Dettori had not ridden The Prince since finishing fifth on him in a Listed race on the same track four years ago. "He ran away with me going to the start then and again in the race," he said, "so I think I've been avoiding him since. But he was fine today and did it all for me." The Italian has cultivated a more lasting relationship with Jonny Ebeneezer, who caught Talbot Avenue - ridden by the hapless Fallon - in the final half-dozen strides of the afternoon's feature, the Coral Sprint Trophy.

Jonny Ebeneezer, useful two years ago, has scrambled back up off the scrapheap since joining trainer David Flood in June on a plater's mark of just 51. The five-year-old's rating since then has risen 45lb and yesterday's half-length victory, at 13-2, was the fourth of seven along the way in which he had his favourite jockey in the saddle. "I love this horse," reciprocated Dettori. "He is a bit quirky but has tremendous ability and I think he likes me, which is half the battle. David has done a tremendous job in keeping him in love with the game, which is the other half."

A sprinter of a different class, Somnus, swooped fast and late on the soft ground he enjoys to take the afternoon's Group One prize, the Prix de la Forêt, at Longchamp. It was the second win of the season in France for the Tim Easterby four-year-old, after the Prix Maurice de Gheest at Deauville in August. Between times the gelding was touched off by inches in the Haydock sprint, and yesterday's effort under Mick Kinane, in which he beat local filly Denebola by three-quarters of a length, may be enough to secure him the divisional championship in a weak year. The other British raiders, Le Vie Dei Colori, Monsieur Bond, Pastoral Pursuits and Nayyir, finished third, fourth, fifth and sixth.

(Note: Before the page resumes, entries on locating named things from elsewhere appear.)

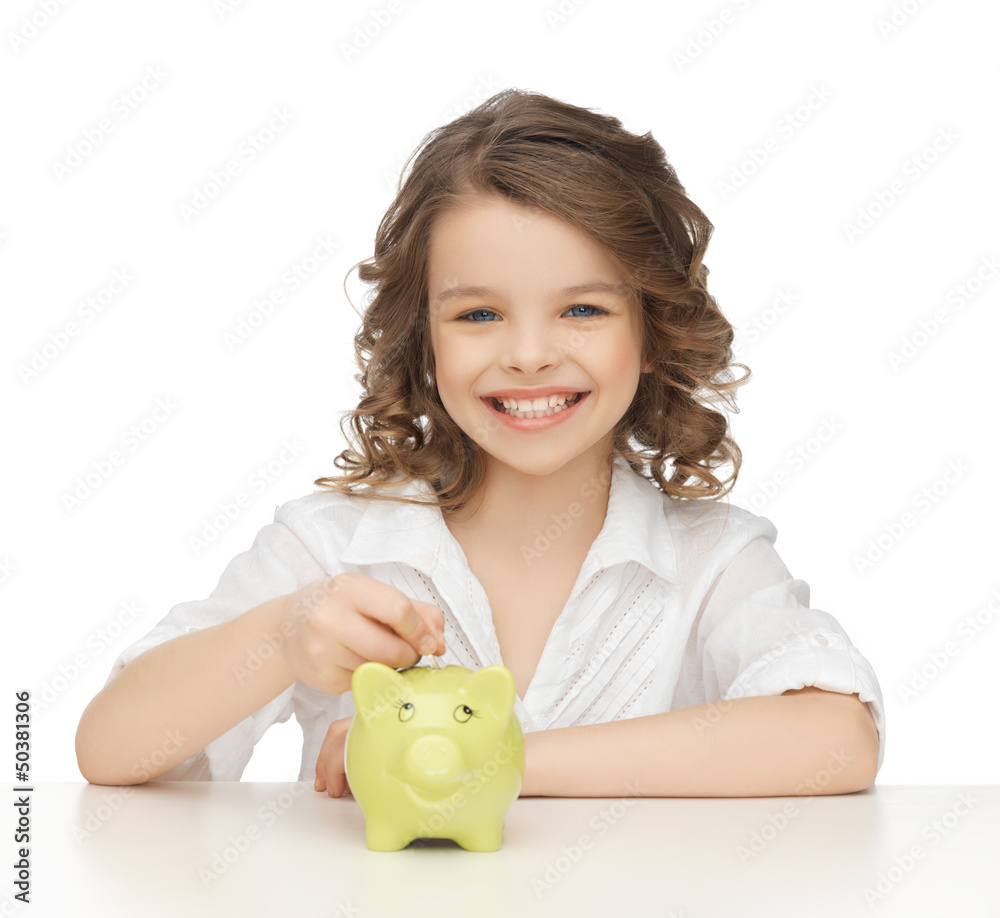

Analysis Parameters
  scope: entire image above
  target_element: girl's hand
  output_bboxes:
[313,717,353,797]
[281,573,444,695]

The rest of the Flat season will be enlivened by the tussle for the title, but this afternoon in Ireland there will be a significant reminder of the nascent jumps season with the reappearance of Beef Or Salmon, a horse who, if all remains well with him physically, could be one of the few who could take a shot at Best Mate. The Michael Hourigan-trained eight-year-old, whose talent has been compromised by back problems, will carry top-weight against eight rivals in the Munster National. Shortly afterwards at the Curragh, the high-class hurdler Solerina takes on 20 rivals on the Flat in the Irish Cesarewitch.